Gagnés par le doute

Expos / Nous sommes perdus mais rien n'est perdu. Telle est l'impression laissée par les deux expositions collectives de l'IAC : au bord du vide, les artistes n'ont jamais été aussi différents dans leurs approches, curieux, défricheurs, gagnés et gagnants par le doute... Jean-Emmanuel Denave


Dans l'une des premières salles de l'Institut d'art contemporain sont présentées deux œuvres de Philippe Decrauzat : un morceau de barrière, noir, et qui semble suspendu au-dessus du sol, et un sol justement, peint de lignes noires ondulant sur fond blanc... L'effet optique donne l'impression qu'il se dérobe sous nos pieds, bouge et se disperse en plusieurs pistes sinueuses et troublantes. Bienvenue dans un univers (le nôtre) dont l'espace et le temps sont sortis de leurs gonds, aux repères s'effaçant et flottants, aux chemins multiples et nébuleux ! Sur notre gauche, la première exposition rassemble plusieurs œuvres des collections de l'IAC : des «Étagères» de Delphine Reist avec des outils électriques (perceuses, ponceuses...) se révoltant bruyamment contre leur enfermement derrière des vitrines, jusqu'à l' «Arbre en bois sous un soleil électrique» de Pierre Malphettes, arbre totalement artificiel mais qui glisse cependant peu à peu vers une présence poétique et mélancolique.
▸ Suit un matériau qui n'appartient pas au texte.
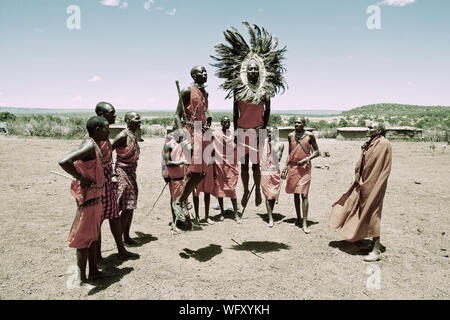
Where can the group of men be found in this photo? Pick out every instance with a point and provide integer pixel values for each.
(215, 170)
(198, 160)
(101, 191)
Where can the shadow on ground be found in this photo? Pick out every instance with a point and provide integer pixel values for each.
(229, 214)
(276, 217)
(294, 220)
(260, 246)
(115, 275)
(202, 254)
(143, 238)
(360, 248)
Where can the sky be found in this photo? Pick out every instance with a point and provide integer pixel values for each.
(131, 52)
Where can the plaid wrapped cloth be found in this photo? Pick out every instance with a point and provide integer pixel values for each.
(127, 191)
(109, 201)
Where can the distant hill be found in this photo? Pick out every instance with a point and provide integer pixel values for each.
(392, 109)
(435, 118)
(29, 111)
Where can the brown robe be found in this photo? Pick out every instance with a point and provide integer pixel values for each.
(358, 212)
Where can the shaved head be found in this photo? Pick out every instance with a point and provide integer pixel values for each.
(196, 69)
(376, 128)
(95, 122)
(103, 107)
(131, 115)
(107, 111)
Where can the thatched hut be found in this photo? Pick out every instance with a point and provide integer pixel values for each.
(404, 133)
(392, 133)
On découvrira aussi, au sein de l'accrochage, l'installation vidéo en cinq écrans de l'Espagnol Jordi Colomer, «En la Pampa». Soit l'errance d'un couple dans le désert chilien, discutant de tout et de rien, errant parmi les pierres ou le long de routes sans destination. Le vide, le fragment et l'errance constituent chez Colomer des motifs certes désenchantés, mais parcourus aussi de désirs et de liberté...Tout se barre
L'autre exposition collective, organisée par Sandra Cattini, s'intitule «La Vie barrée de travers », mot-dessin emprunté à Jimmie Durham et qui ressemble à un panneau signalant la sortie d'une agglomération. Sortie de route donc encore une fois, qui propose des pistes artistiques dispersées aussi différentes que celle, quasi-documentaire, à propos du monde virtuel de «Second Life» de Della Negra & Kinoshita ; l'art pauvre de Frazisca & Lois Weinberger sculptant un crâne à partir d'une feuille morte ; les dessins écorchés vifs de Jean-Xavier Renaud accrochés pêle-mêle et glissant d'un jeu d'images ou de mots à l'autre avec force érotisme, provocation, goût du cru et du pulsionnel... Symptomatiquement, l'artiste Noëlle Pujol s'interroge sur ses propres racines familiales inconnues à travers deux modes d'expression : le témoignage filmé d'un vieil homme qui a connu ses parents biologiques ; des dessins aux couleurs éclatantes où elle représente avec vitesse et virulence plusieurs épisodes de son enfance. Les montagnes y saignent, les viandes giclent, les personnages sont soulignés par de sinistres et noires coulures... Les racines s'effilochent, la transmission bat de l'aile, notre place dans le monde n'a rien d'évident : ça donne le vertige, mais il faudra faire avec.« La Vie » + Collection
À l'Institut d'Art Contemporain à Villeurbanne jusqu'au 14 février.